Observing the tenth anniversary of the death of Fr. Ray Brennan, a
Redemptorist missionary from the U.S., the Thai community has launched
fundraising initiatives to support the orphanage he founded.
Fr. Brennan was an extraordinarily “zealous, friendly, and exemplary”
priest who fell in love with his mission and was in turn “loved by all,”
Fr. Mathew Vrasak Buranapol, a Redemptorist and missionary companion to
Fr. Brennan, told CNA Dec. 8.
Fr. Buranapol added that Fr. Brennan's mission of “love and charity” to
give “dignity to human life” encouraged him to be a foster-father to the
orphans and abandoned children of Thailand.
Fr. Brennan was born to a Catholic family in Chicago in 1932, and was
ordained a priest of the St. Louis province of the Redemptorist order.
In the early 1960s he was sent to Loei in far-northern Thailand to
administer a parish and to serve American troops in Thailand near the
border with Laos and Vietnam.
After ten years he was sent to Pattaya, a city on the Bay of Bangkok,
serving as a pastor and an auxiliary chaplain to American troops at the
nearby Utapao airport and military base.
During a Sunday Mass in 1974, a women brought her baby and handed him
over to Fr. Brennan; she could not keep the child, as she had lost his
father. The priest accepted care of the child, and he eventually
developed an orphanage.
The Father Ray Foundation now operates an orphanage in Pattaya which
accommodates 850 children from across Thailand who have been orphaned,
abused, born on the streets, and are disadvantaged or have disabilities
such as autism or blindness.
The Redemporists associated with the foundation run a vocational school
for the disabled, and a school for the blind which is under the
patronage of Princess Maha Chakri Sirindhorn.
There are also two orphanages; an outreach center for those living on
the streets; a day care; and a center for children with special needs,
all operating under the motto “we never turn a needy child away.”
Fr. Brennan died Aug. 16, 2003, after becoming known across Thailand for
his charitable work. He was buried in Pattaya. The Thai king, Bhumibol
Adulyadej, sent emissaries to his funeral with a case of royal soil to
be buried with the priest, the highest honor granted to the people of
Thailand.
On the tenth anniversary of his death, the government of Pattaya
organized a month-long commemoration, culminating with the Dec. 8 feast
of the Immaculate Conception at the city's promenade.
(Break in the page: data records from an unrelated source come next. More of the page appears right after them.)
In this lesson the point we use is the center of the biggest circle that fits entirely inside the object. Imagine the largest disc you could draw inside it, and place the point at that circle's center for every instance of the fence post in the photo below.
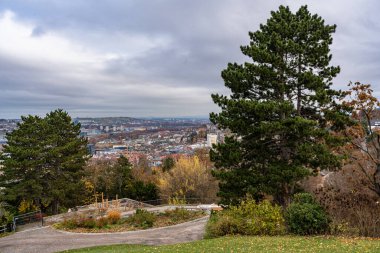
(14, 224)
(42, 219)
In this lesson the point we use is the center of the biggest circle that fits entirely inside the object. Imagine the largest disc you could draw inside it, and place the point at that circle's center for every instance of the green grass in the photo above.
(253, 244)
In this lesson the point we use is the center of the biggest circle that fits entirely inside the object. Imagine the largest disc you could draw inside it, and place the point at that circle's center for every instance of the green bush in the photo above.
(262, 218)
(249, 218)
(221, 224)
(142, 218)
(101, 222)
(305, 216)
(86, 222)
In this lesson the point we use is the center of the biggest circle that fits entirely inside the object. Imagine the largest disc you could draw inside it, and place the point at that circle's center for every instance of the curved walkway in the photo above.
(47, 240)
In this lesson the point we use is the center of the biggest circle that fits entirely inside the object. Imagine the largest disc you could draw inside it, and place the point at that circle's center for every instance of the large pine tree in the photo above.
(281, 111)
(42, 162)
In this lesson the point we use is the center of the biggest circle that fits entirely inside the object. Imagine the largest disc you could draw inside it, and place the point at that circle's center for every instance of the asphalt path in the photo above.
(47, 239)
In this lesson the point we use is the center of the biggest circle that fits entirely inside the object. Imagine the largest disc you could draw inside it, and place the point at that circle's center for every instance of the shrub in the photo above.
(101, 222)
(305, 216)
(113, 216)
(224, 224)
(249, 218)
(262, 218)
(142, 218)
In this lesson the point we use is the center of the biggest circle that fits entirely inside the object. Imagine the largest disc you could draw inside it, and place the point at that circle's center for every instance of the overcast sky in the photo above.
(152, 57)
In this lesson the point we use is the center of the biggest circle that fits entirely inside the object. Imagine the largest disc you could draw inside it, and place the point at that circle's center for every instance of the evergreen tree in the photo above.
(281, 110)
(43, 162)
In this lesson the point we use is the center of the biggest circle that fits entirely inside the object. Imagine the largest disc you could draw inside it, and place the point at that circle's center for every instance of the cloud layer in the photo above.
(151, 58)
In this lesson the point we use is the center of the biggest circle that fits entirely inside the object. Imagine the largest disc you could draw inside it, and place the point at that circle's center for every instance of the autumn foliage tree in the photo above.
(189, 178)
(364, 147)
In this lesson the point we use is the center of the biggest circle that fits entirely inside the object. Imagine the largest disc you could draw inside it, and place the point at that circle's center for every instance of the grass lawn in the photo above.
(254, 244)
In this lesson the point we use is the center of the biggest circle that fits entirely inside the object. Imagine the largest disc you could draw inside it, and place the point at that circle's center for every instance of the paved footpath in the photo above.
(48, 240)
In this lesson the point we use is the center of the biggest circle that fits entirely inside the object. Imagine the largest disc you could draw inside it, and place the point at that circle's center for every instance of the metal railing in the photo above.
(3, 229)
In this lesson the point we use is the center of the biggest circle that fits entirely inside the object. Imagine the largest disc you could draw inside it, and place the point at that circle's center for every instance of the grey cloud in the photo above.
(192, 42)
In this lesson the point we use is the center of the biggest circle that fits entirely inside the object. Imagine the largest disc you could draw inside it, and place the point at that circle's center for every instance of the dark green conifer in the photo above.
(281, 111)
(43, 161)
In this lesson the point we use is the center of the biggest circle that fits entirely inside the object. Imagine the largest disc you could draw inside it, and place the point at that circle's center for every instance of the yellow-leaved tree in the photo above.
(190, 179)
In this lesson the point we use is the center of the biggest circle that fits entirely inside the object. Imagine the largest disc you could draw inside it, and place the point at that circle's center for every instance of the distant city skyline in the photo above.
(139, 58)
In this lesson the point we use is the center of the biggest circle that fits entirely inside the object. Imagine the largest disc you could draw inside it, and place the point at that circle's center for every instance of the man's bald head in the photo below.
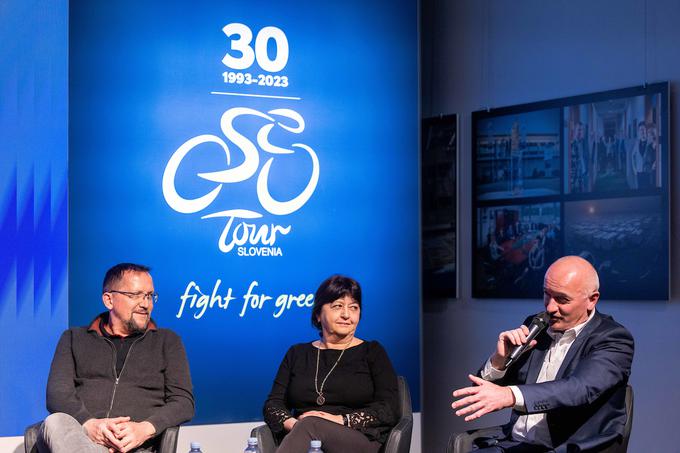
(577, 269)
(571, 290)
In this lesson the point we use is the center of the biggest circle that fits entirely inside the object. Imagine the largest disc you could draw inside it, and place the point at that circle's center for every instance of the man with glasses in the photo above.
(116, 385)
Thousand of people, including various religious communities and
physically challenged children, participated in events to promote the
legacy of Fr. Brennan.
Fr. Peter Srivorakul, president of the Father Ray Foundation, told CNA
that the priest had changed Pattaya's image, and that more than 2,000
disabled children have secured livelihoods through the work he started.